A newborn getting a single dose of an antibody-based treatment 30 hours after being exposed to HIV can prevent transmission from mother to baby, a study has shown.
The research, conducted by two researchers from the Oregon Health & Science University School of Medicine, showed that monkeys’ infants did not develop the monkey version of HIV — called SHIV — when they were given the antibody within that period.
The research, involving a species of monkeys in Africa and Asia, published early this week in the journal Nature Communications, termed the findings “first in the non-human primate research”. A single dose of broadly neutralising antibodies given after viral exposure was found to prevent SHIV in primate newborns.
Delaying treatment until 48 hours, on the other hand, resulted in half of the baby monkeys developing SHIV when they were given four smaller doses of the same antibody cocktail.
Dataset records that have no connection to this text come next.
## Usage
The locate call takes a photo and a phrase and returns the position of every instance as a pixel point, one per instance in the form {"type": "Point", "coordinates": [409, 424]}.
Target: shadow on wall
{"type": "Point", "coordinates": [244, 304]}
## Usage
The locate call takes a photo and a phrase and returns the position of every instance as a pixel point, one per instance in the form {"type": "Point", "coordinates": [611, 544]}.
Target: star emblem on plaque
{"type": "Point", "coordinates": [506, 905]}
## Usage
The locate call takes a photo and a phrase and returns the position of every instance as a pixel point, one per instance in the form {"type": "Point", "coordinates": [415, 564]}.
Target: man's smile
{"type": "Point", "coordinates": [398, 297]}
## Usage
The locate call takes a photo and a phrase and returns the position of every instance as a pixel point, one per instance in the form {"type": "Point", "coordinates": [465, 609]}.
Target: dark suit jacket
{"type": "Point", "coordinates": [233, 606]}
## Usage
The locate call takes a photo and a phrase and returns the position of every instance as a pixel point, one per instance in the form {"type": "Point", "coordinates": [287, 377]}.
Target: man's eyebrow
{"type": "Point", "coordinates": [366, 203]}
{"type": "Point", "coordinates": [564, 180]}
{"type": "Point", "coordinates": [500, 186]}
In comparison, the study found monkeys that received the current standard HIV treatment — antiretroviral drugs — remained SHIV-free when they started a three-week regimen of that therapy 48 hours after exposure.
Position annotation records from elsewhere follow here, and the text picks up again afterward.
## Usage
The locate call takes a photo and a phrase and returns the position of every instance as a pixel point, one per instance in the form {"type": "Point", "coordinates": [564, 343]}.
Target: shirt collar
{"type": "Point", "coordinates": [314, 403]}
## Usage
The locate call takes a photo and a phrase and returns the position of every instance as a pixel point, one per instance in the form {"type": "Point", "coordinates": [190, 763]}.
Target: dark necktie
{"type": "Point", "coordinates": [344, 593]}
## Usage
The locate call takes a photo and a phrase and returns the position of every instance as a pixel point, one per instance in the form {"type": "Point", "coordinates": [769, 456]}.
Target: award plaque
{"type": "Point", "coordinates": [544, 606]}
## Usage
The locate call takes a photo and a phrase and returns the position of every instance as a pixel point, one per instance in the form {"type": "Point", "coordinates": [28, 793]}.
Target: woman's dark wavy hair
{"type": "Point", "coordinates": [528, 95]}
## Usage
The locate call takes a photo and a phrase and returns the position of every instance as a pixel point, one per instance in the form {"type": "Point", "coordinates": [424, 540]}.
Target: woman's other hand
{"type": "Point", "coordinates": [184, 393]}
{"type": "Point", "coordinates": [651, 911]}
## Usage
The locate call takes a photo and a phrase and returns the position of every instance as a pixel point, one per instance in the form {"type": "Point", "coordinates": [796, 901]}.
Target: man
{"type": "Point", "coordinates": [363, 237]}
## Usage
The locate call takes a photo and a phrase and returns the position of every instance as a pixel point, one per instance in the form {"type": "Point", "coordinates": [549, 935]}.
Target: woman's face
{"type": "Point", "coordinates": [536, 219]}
In a presser published at Oregon’s University website, Dr Nancy Haigwood, one of the authors, said: “These promising findings could mean babies born to HIV-positive mothers can still beat HIV with less treatment".
Human babies born of HIV-positive mothers typically take the drug cocktail — a personalised regimen of multiple drugs taken daily — for about six weeks before being retested. If the tests are then positive, they likely need to take HIV drugs for the rest of their lives. But, this study showed primate newborns didn't have SHIV after undergoing antiretroviral therapy for just three weeks starting 48 hours after exposure.
Plasma Viral Load (PVL), the term used to describe the presence of a certain amount of viruses in the plasma, is also tested. When it is positive, it can also mean the person can infect others.
Daily antiretroviral therapy (ART), which is giving the patient ARVs and is the standard care globally, is able to reduce the PVL to levels that cannot be detected, meaning the person cannot infect others.
However, even in those undetectable levels, treatment has to continue because when it is interrupted, the viral load rebounds.
Previous research by the same team that has just published showed four doses of antibodies started 24 hours after exposure prevented SHIV infection, with all 10 of the baby primates in that study not having any virus for six months. Both studies used a combination of two antibodies called PGT121 and VRC07-523.
Nonetheless, post-exposure prophylaxis with ART within 72 hours of exposure can reduce the likelihood of infection, although efficacy wanes the longer the treatment is delayed.
This research would benefit Kenya, one of the countries that the UN body tasked with coordinating Aids response, UNAids, terms high burden for paediatric HIV.
According to the National Aids Control Council (NACC), 53,236 women with HIV received ARV prophylaxis to prevent transmission to their newborns in 2017. This, NACC said, represents about 77 per cent of need.
About 132,300 child HIV infections have been averted through to 2017 due to prevention of the mother to child transmission (PMTCT) scale up since 2004.
Perhaps due to poor adherence or lack of access to care, an estimated 471,800 child infections have occurred throughout the HIV epidemic till 2017.